La partecipazione delle donne
Secondo gli ultimi dati forniti dalla commissione elettorale sono 68.833.476 i nigeriani che potranno recarsi alle urne. Le donne aventi diritto sono 32.718.943 e in generale costituiscono quasi la metà della popolazione. Alle elezioni del 2003 furono due le donne candidate a presidente. Inoltre, sono due i ministri donne nell’attuale governo (Ngozi Okonjo-Iweala alle Finanze e Diezani Alison-Madueke al Petrolio) e altre ricoprono ruoli di vertice in enti molto influenti (ad esempio (Arunma Oteh Headed, a capo della Commissione anti-corruzione).
I problemi della Nigeria
Dunque l’emergenza in questo Paese, spaccato a metà tra il nord a maggioranza musulmana e il sud a maggioranza cristiana, non riguarda tanto l’accesso delle donne alla vita politica e agli incarichi pubblici. Il vero problema rimanda piuttosto alla campagna del terrore del gruppo islamista Boko Haram e all’evidente incapacità del governo centrale di saper garantire sicurezza e stabilità economica alla Nigeria.
In questo scenario domani i nigeriani si recheranno alle urne dopo che il voto, inizialmente previsto per il 14 febbraio, è stato posticipato per garantire l’agibilità dei seggi negli Stati del nord in cui è più capillare la presenza dei miliziani islamisti. Almeno 360mila uomini, tra soldati e agenti di polizia, e 2mila mezzi sono stati dispiegati dal governo. Mentre dal 25 marzo al giorno del voto i confini nazionali resteranno chiusi. Il tragico ricordo delle elezioni del 2011, le più violente nella storia della Nigeria (800 morti in 3 giorni e 65mila sfollati), d’altronde è ancora vivo. E la minaccia di Boko Haram, che proprio il 25 marzo ha compiuto l’ennesimo disumano sequestro di massa (oltre 400 persone rapite tra donne e bambini nella città di Damasak e almeno 50 morti) non può che preoccupare la popolazione.

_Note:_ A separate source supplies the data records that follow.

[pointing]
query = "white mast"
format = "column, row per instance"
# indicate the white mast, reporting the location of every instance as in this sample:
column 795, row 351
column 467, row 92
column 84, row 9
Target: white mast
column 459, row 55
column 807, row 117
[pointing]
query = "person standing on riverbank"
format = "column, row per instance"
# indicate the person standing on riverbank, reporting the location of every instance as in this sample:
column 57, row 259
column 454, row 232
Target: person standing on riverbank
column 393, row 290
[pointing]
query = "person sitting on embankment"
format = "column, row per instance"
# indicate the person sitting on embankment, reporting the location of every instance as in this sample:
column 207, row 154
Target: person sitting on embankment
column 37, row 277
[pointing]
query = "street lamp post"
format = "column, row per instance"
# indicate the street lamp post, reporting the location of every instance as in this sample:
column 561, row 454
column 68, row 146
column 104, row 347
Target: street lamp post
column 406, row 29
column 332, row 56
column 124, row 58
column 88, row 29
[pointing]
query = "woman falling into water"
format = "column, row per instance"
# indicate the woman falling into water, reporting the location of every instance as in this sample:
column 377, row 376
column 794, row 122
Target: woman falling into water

Nonostante siano in pochi in Nigeria ad augurarsi la rielezione di Jonathan, è più probabile che una figura del suo calibro ottenga alla fine i voti necessari per aggiudicarsi un nuovo mandato. A Sonaya, da sempre impegnata in cause giuste, non resterà che la consolazione di aver fatto tutto ciò che le era possibile per dare un futuro diverso a questo Paese.